The Ombudsman's final decision
Summary: We will not investigate this complaint about the Council not accepting a complaint about a social worker changing a report written for a Special Educational Needs and Disability Tribunal. Another body is better placed than us to consider the complaint about the social worker’s professional actions and the Special Educational Needs and Disability Tribunal can consider the content of the social worker’s report. It would not be productive for us to investigate how the Council dealt with a complaint where we will not consider the substantive matters complained of.
The complaint
Mrs X said the Council wrongly declined to consider her complaint about a social worker altering the content of a report for a Special Educational Needs and Disability Tribunal.
The Ombudsman’s role and powers
The Ombudsman investigates complaints about ‘maladministration’ and ‘service failure’, which we call ‘fault’. We must also consider whether any fault has had an adverse impact on the person making the complaint, which we call ‘injustice’. We provide a free service, but must use public money carefully. We do not start or may decide not to continue with an investigation if we decide: further investigation would not lead to a different outcome, or we cannot achieve the outcome someone wants, or there is another body better placed to consider this complaint.
(Local Government Act 1974, section 24A(6)) The law says we cannot normally investigate a complaint when someone can appeal to a tribunal.
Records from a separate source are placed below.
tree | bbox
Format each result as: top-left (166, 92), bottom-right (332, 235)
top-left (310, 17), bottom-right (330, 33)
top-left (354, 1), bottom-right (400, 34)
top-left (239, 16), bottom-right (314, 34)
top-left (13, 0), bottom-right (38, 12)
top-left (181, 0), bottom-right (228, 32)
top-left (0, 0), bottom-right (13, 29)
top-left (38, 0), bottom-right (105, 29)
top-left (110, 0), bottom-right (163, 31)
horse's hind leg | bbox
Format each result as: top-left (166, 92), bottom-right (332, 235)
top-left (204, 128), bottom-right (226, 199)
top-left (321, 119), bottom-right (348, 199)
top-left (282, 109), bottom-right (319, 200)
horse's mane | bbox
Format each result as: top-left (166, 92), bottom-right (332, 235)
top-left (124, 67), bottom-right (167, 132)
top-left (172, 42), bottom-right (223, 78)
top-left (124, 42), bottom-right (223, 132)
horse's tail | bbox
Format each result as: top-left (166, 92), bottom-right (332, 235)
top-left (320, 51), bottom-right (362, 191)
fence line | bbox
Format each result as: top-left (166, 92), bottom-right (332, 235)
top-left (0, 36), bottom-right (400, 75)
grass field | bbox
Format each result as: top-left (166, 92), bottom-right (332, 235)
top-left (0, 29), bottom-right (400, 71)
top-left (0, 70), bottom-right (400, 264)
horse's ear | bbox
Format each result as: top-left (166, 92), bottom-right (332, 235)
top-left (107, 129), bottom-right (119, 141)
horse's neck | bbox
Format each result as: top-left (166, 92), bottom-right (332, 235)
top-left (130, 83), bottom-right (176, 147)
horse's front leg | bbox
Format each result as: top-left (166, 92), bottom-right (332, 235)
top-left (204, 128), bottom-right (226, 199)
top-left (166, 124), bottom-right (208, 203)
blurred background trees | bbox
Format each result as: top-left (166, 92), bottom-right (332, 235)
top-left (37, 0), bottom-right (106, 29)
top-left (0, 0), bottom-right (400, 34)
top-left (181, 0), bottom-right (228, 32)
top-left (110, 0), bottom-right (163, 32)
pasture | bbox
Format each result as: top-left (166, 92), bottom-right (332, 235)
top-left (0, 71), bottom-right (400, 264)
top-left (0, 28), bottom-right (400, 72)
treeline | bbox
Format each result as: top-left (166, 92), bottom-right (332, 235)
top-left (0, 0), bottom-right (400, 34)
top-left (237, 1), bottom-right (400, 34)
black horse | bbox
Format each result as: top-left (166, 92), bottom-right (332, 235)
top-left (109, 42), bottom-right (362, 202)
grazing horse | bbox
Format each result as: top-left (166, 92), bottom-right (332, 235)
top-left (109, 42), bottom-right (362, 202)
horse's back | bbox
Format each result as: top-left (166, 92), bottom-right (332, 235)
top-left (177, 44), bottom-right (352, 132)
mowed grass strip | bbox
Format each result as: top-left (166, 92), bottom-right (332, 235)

However, we may decide to investigate if we consider it would be unreasonable to expect the person to appeal. (Local Government Act 1974, section 26(6)(a), as amended) The First-tier Tribunal (Special Educational Needs and Disability) considers appeals against council decisions regarding special educational needs. We refer to it as the SEND Tribunal in this decision statement.
How I considered this complaint
I considered information provided by the complainant.
I considered the Ombudsman’s Assessment Code.
My assessment
As Mrs X accepted in her complaint to the Council, she can challenge the content of the report written for the SEND Tribunal at the forthcoming hearing. Equally, I understand her complaint is about the social worker’s action in allegedly changing the content of the report for the SEND Tribunal without her knowledge.
Despite the difference of emphasis between the two points, I do not think we would be able to separate them were we to investigate. This is because the injustice flowing from the social worker’s alleged actions would be the changes to the report that are likely to be before the SEND Tribunal for it to decide.
Additionally, if one regards the social worker’s actions as an issue of professional practice alone, that would not be a matter for us. This is because as we are not a regulatory body for the professional practice of social workers, and we cannot decide if a matter was professional malpractice. Mrs X might wish to approach Social Work England.
We could not achieve any worthwhile outcome by investigating the Council’s handling of Mrs X’s complaint. This is because we could not recommend the Council investigates a matter we would not investigate ourselves if Mrs X was dissatisfied with the result and returned to us.
Final decision
We will not investigate Mrs X’s complaint because: Another body is better placed to consider the social worker’s professional actions; The matters complained of are not separable from the content of the report the social worker wrote, which is for a forthcoming SEND Tribunal to consider; and No worthwhile outcome would be likely from investigating the Council’s complaint-handling alone.